Der Pegelstand der Salzach erreichte mit 8,98 Meter (Montag, 2 Uhr) seinen Höchststand. Nachdem die 9,23 Meter hohe Hochwassermauer hielt, ging das Hochwasser zwar nicht spurlos an der Stadt vorbei, eine Katastrophe konnte aber verhindert werden.  Bereits am Sonntag wurde der Wöhrseeabfluss gestoppt. Am Montag war noch die alte Brücke gesperrt. Die Tiefgarage am Stadtplatz wurde rechtzeitig geräumt, die Stadt alarmierte die Altstadtbewohner noch rechtzeitig. Nun beginnen die Aufräumarbeiten: Straßen und Gewege müssen von Schlamm befreit werden.

Mühldorf Stadt und Land

Rund 700 Einsatzkräfte von Feuerwehr, THW, BRK und Katastrophenschutz waren im Landkreis im Einsatz. 34.000 Sandsäcke kamen zum Einsatz.  Zahlreiche Keller mussten in der Stadt Mühldorf ausgepumpt werden, zahlreiche Hochwasserschutzmaßnahmen verhinderten insgesamt aber Schlimmeres. Am Montag begannen die ersten Aufräumarbeiten. Am Freidhofsberg rutschte ein Teil eines Gehsteigs ab, in Altmühldorf rutschte ein Hang ab.
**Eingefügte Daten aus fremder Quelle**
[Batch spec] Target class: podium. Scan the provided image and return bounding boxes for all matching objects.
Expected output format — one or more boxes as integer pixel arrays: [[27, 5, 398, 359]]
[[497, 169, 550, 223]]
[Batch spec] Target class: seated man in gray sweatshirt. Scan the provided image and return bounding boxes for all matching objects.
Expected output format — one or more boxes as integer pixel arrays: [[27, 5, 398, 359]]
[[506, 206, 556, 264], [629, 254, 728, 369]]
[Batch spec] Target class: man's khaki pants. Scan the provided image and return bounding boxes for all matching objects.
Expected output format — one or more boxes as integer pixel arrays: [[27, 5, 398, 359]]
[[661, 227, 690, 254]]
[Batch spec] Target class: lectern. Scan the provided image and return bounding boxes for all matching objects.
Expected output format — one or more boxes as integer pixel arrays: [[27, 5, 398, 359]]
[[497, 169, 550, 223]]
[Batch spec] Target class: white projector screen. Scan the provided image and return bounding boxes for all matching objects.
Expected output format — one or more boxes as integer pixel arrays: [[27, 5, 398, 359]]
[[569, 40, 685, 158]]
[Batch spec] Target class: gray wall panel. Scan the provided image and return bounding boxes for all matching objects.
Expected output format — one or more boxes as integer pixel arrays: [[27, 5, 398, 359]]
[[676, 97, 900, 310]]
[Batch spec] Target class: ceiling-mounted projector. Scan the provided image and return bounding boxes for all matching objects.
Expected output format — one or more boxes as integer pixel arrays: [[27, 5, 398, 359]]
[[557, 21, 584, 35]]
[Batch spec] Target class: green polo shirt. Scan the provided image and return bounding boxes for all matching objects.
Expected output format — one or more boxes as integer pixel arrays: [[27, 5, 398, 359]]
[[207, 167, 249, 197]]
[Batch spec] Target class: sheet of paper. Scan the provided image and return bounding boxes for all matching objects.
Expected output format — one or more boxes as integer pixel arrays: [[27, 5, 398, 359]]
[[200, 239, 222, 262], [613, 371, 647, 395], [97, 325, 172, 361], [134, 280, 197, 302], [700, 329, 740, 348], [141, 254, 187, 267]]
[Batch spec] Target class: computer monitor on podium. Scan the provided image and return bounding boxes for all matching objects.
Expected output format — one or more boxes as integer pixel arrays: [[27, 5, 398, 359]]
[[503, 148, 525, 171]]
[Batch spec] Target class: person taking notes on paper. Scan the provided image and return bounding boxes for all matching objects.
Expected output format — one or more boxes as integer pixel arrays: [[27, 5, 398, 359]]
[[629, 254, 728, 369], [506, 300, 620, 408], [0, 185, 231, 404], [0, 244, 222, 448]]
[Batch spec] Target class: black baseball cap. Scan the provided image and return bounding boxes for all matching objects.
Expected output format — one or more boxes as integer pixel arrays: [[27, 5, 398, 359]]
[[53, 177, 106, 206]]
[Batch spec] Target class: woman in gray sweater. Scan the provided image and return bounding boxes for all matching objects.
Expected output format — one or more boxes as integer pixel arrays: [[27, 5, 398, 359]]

Der Inn erreichte einen Höchststand von 7,08 Metern - der zweithöchste Pegelstand aller Zeiten (nach 2005). In Neumarkt St. Veit drang am Sonntag Wasser ins Klärwerk, der Maschinenraum stand schließlich komplett unter Wasser, die Anlage musste abgestellt werden. Die Maschinen überstanden das Hochwasser doch beinahe schadlos, am Montagmorgen konnte das Klärwerk wieder in Betrieb genommen worden. In Jettenbach am Innufer gefährdeten Schlammmassen mehrere Anwesen. Es gab zudem mehrere überflutete Keller. In Kraiburg mussten mehrere Häuser gesichert werden.